Phylogenetic analysis
Protein sequences of all 45 Eudicot species available on Ensembl (Bolser et al., 2016) plants release 48 were used to resolve the phylogenetic position of F. benghalensis and F. religiosa. The selected Eudicot species were – A. chinensis, Arabidopsis halleri, Arabidopsis lyrata, Arabidopsis thaliana, Arabis alpina, B. vulgaris, Brassica napus, Brassica oleracea, Brassica rapa, Camelina sativa, C. sativa female, Capsicum annuum, Citrullus lanatus, Citrus clementina, C. canephora, Corchorus capsularis, Cucumis melo, Cucumis sativus, Cynara cardunculus, Daucus carota, Glycine max, Gossypium raimondii, Helianthus annuus, Ipomoea triloba, Lupinus angustifolius, M. domestica Golden, Manihot esculenta, Medicago truncatula, Nicotiana attenuata, O. europaea var. sylvestris, Phaseolus vulgaris, P. vera, P. trichocarpa, P. avium, Prunus persica, Prunus dulcis, R. chinensis, Solanum lycopersicum, Solanum tuberosum, Theobroma cacao Belizian Criollo B97-61/B2, T. cacao Matina 1–6, Trifolium pratense, Vigna angularis, Vigna radiata, and V. vinifera. Along with these species, data from other available Ficus species - F. hispida (Zhang et al., 2020), F. microcarpa (Zhang et al., 2020), F. carica (Mori et al., 2017), and F. erecta (Shirasawa et al., 2020) were also used for phylogenetic analysis. Z. mays, which is a monocot plant, was used as an outgroup species, and protein sequences of Z. mays were also obtained from Ensembl plants release 48.
Proteome files of all species were used to extract the longest isoform for each protein. The resultant protein sequences were used to construct the orthologous gene sets using OrthoFinder v2.4.1 (Emms and Kelly, 2019). From these orthogroups, the fuzzy one-to-one orthogroups that contained proteins from all 52 species were extracted using KinFin v1.0 (Laetsch and Blaxter, 2017). For further analysis, these fuzzy one-to-one orthologous gene sets were processed to extract and consider only the longest protein sequence for each species. Each of these orthogroups was individually aligned using MAFFT v7.467 (Katoh and Standley, 2013). These multiple sequence alignments were filtered to remove the empty sites and were concatenated using BeforePhylo v0.9.0 (https://github.com/qiyunzhu/BeforePhylo). RAxML v8.2.12 (Stamatakis, 2014), which uses rapid hill climbing algorithm, was utilized to construct the maximum likelihood-based species phylogenetic tree with the concatenated protein sequence alignment. ‘PROTGAMMAAUTO’ amino acid substitution model, and a bootstrap value of 100 were used for phylogenetic tree construction.

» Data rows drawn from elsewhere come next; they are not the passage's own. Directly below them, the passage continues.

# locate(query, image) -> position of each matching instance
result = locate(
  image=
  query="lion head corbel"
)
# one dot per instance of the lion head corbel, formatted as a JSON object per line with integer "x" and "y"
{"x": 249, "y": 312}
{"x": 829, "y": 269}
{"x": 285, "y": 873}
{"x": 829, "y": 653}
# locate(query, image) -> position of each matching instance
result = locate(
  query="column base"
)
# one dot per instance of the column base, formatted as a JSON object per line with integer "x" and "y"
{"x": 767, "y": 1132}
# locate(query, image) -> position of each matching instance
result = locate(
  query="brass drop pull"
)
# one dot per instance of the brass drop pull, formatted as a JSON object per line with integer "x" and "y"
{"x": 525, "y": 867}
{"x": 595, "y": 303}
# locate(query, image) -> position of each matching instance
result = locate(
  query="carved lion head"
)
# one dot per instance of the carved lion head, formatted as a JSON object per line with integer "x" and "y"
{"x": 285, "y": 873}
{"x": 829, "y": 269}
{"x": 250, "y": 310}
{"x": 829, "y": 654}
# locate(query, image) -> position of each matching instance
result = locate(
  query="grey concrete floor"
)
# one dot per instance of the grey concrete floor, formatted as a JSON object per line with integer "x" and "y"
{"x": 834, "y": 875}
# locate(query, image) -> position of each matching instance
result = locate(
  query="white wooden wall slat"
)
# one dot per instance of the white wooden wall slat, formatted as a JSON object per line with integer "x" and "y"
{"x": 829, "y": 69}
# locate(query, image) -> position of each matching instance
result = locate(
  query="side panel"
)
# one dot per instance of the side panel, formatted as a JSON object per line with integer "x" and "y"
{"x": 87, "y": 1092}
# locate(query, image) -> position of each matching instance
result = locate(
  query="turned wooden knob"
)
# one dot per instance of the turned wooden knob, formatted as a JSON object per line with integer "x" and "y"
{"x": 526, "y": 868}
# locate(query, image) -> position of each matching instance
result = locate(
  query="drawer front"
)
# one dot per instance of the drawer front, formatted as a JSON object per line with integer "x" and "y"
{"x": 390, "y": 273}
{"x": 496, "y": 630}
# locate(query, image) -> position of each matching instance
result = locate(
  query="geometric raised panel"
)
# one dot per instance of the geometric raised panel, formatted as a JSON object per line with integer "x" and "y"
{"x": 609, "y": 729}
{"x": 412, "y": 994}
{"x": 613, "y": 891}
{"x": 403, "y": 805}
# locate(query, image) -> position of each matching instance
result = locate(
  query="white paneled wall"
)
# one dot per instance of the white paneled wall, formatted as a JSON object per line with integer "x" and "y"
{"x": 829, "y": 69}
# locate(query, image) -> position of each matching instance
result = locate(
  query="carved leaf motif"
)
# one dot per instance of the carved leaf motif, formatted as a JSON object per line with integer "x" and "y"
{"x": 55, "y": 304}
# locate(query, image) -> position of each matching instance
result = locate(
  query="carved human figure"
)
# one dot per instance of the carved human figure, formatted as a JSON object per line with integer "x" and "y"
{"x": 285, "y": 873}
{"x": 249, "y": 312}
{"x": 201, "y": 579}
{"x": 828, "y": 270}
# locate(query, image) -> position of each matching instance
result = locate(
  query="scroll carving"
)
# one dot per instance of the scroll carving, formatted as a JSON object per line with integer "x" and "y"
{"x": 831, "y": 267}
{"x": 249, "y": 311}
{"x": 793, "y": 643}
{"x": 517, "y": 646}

Evolution of gene families
CAFÉ v4.2.1 (De Bie et al., 2006) was used to estimate the evolution of gene families across the above selected 52 species (Z. mays as an outgroup species) using the proteome files containing the longest isoform for each protein, and the species phylogenetic tree generated in the previous step. Prior to the analysis, the species phylogenetic tree (with Z. mays as an outgroup species) was converted to ultrametric tree based on the calibration point of 120 million years between F. benghalensis and B. vulgaris obtained from TimeTree database v5.0 (Hedges et al., 2006). All-versus-All BLASTP search for the protein sequences of all 52 species was performed, which was followed by clustering using MCL v14.137 (Van Dongen and Abreu-Goodger, 2012), and removal of gene families that contained genes in <2 species of the specified clades and ≥100 gene copies for at least one species. These filtered gene families, and the ultrametric species tree were utilized to analyze the expansion or contraction of gene families using two-lambda (λ) model, where λ is a random birth-death parameter. In this analysis, the species from Rosales order were given the same λ-value, while the other species were given another λ-value. The considerably expanded (with ≥10 expanded genes) and contracted (with ≥10 contracted genes) gene families for F. benghalensis and F. religiosa were extracted and compared.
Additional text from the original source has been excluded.